- The first page from Crime Bible: Five Lessons of Blood #1 depicting a page from the Crime Bible, with art by Steve Lieber and Eric Trautmann.

Publication information
- Publisher: DC Comics
- First appearance: 52

In story information
- Type: Book
- Element of stories featuring: Darkseid

= Crime Bible =

Fictional book

The Crime Bible is a fictional religious book that has appeared in various comic book series published by DC Comics. The book and the religious groups that have formed around it exist within DC's main shared universe, known as the DC Universe.

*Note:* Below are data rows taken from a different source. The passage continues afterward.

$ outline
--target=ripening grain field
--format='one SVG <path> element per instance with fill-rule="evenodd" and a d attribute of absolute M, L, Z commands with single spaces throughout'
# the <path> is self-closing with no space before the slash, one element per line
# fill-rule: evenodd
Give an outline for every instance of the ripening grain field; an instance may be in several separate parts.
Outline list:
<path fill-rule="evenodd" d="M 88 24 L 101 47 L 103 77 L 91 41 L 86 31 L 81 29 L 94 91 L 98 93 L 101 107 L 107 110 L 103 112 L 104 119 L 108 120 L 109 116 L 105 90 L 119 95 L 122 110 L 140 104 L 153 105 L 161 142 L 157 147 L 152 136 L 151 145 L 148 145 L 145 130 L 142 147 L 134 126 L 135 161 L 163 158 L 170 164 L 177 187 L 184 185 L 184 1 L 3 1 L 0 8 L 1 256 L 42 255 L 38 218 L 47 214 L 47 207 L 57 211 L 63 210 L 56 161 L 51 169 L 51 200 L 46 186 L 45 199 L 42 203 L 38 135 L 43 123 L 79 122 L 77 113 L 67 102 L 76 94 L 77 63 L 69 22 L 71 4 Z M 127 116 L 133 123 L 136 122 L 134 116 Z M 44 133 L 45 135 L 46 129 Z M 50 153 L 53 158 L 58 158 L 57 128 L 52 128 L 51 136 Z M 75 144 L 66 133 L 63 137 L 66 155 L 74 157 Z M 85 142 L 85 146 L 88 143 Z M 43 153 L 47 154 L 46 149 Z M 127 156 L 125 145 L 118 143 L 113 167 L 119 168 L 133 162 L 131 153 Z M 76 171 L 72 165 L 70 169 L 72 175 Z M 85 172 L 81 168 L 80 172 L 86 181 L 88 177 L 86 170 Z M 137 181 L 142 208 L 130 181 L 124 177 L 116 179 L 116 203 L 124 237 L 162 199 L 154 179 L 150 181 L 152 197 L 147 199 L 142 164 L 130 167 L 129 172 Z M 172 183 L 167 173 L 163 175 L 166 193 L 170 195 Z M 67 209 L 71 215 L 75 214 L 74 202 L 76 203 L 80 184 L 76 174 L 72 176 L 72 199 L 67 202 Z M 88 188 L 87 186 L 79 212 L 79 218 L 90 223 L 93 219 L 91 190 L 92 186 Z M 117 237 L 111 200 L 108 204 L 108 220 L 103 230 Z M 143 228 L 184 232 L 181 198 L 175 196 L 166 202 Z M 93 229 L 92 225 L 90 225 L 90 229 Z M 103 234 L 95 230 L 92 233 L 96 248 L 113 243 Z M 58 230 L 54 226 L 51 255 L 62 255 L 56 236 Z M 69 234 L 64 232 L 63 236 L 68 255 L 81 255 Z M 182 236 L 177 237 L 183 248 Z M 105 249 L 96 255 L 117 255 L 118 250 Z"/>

The book deals with the exploits of Cain and his works of evil in the world, in association with Lilith. The copy of the Bible seen most often in the DCU allegedly has a cover of stone, made from the rock Cain used to kill Abel.

==Publication history==
The Crime Bible first appeared in the 2006 series 52, in the sections dealing with the characters Renee Montoya and Batwoman. In 2007, the story was continued in Crime Bible: Five Lessons of Blood, a five-issue limited series featuring Montoya as the Question. The Crime Bible reappears in Detective Comics, in which a rift develops between the followers of the Crime Bible based on differing interpretations of its teachings. The focus of the rift is that the book supposedly predicts the death of Batwoman; when she survives being stabbed through the heart, many of the cultists come to believe the book is deeply flawed.

Bruno Mannheim uses the Crime Bible to help in running Intergang.

===Final Crisis===
In Final Crisis, Libra uses the Crime Bible to organize supervillains along religious lines. The Religion of Crime uses the Crime Bible as their central text.

==Collections==
The limited series was collected into one volume:
- The Question: Five Books of Blood (128 pages, hardcover, June 2008, ISBN 1-4012-1799-0)

==In other media==
The Crime Bible appears in DC Universe Online. In both the hero and villain campaigns, the player is tasked with stealing it from Bruno Mannheim.